La rancoeur de Hitchcock sera de courte durée puisqu'il fera de nouveau appel à elle pour "Psychose", alors que le contrat les liant venait pourtant d'expirer. Mais en lui confiant le rôle de la soeur de Janet Leigh, le réalisateur faisait d'elle un personnage secondaire, qui fut de toutes les façons totalement éclipsé par une scène de douche et la prestation d'Anthony Perkins. C'est pourtant Vera qui descend à la fin à la cave. Ce ne fut pas suffisant.



Malgré le loupé de "Sueurs froides", Vera Miles continuera d'être très active, au cinéma et surtout à la télévision mais sans jamais pouvoir prétendre au statut de star qu'elle frôla le temps de quelques essayages. En 1995, elle décida qu'il était temps de songer à la retraite et est depuis absolument invisible. Elle est toujours vivante, signe volontiers les photos qu'on lui envoie par la poste mais n'est jamais plus apparue en public.

En 1983, elle retrouva indirectement son ancien mentor, sir Alfred, en participant à "Psychose II" dans lequel elle reprit son rôle, celui de la soeur de Janet Leigh qui, 22 ans après les faits, refuse toujours de laisser Norman Bates tranquille. C'est ce qu'on appelle de la pugnacité et c'est peut-être ce qu'il faut retenir de Vera Miles. Ne jamais baisser les bras. Faire preuve de volonté. Et de dignité. Ce sont les mots exacts de Gene Kelly évoquant sa carrière dans "Chantons sous la pluie" et c'est depuis longtemps ce qui guide nos pas.

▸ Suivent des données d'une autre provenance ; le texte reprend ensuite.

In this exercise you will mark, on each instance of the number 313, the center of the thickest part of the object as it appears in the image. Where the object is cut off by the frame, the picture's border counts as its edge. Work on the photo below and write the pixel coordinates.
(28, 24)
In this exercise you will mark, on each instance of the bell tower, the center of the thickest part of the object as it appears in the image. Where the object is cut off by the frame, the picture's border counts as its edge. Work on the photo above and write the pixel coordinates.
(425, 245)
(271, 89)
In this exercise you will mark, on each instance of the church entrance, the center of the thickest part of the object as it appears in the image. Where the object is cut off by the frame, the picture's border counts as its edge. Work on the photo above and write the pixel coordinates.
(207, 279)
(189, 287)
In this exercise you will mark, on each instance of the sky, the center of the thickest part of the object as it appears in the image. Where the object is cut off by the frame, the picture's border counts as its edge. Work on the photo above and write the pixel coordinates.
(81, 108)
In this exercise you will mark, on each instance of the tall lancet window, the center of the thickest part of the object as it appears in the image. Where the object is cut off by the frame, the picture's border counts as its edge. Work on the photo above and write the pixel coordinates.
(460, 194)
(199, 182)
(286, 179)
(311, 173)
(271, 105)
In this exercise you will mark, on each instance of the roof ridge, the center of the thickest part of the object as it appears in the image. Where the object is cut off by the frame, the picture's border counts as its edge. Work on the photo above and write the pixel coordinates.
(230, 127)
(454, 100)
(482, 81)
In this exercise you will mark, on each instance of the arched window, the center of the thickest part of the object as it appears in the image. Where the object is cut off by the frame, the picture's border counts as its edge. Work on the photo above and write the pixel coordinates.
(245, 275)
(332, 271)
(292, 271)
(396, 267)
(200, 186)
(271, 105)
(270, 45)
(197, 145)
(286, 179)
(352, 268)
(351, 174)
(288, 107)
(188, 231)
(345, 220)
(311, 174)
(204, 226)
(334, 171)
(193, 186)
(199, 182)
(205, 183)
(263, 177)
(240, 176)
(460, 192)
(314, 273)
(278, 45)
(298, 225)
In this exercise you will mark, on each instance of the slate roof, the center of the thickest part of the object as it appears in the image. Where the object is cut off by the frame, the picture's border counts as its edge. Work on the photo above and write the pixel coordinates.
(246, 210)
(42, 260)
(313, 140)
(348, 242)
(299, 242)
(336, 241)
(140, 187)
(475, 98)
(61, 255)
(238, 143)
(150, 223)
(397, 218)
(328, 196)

Cela ne nous avait pas marqué mais après réflexion, Vera Miles est bien une femme "Soyons-Suave".


4 commentaires:

Jérôme (moins anonyme) a dit…

Ah, j'ai adoré ce billet!

Anonyme a dit…

Ditto.
Merci.
Bruno

soyons-suave a dit…

Merci messieurs et merci encore pour vos si suaves et réguliers messages :)

Anonyme a dit…

ditto !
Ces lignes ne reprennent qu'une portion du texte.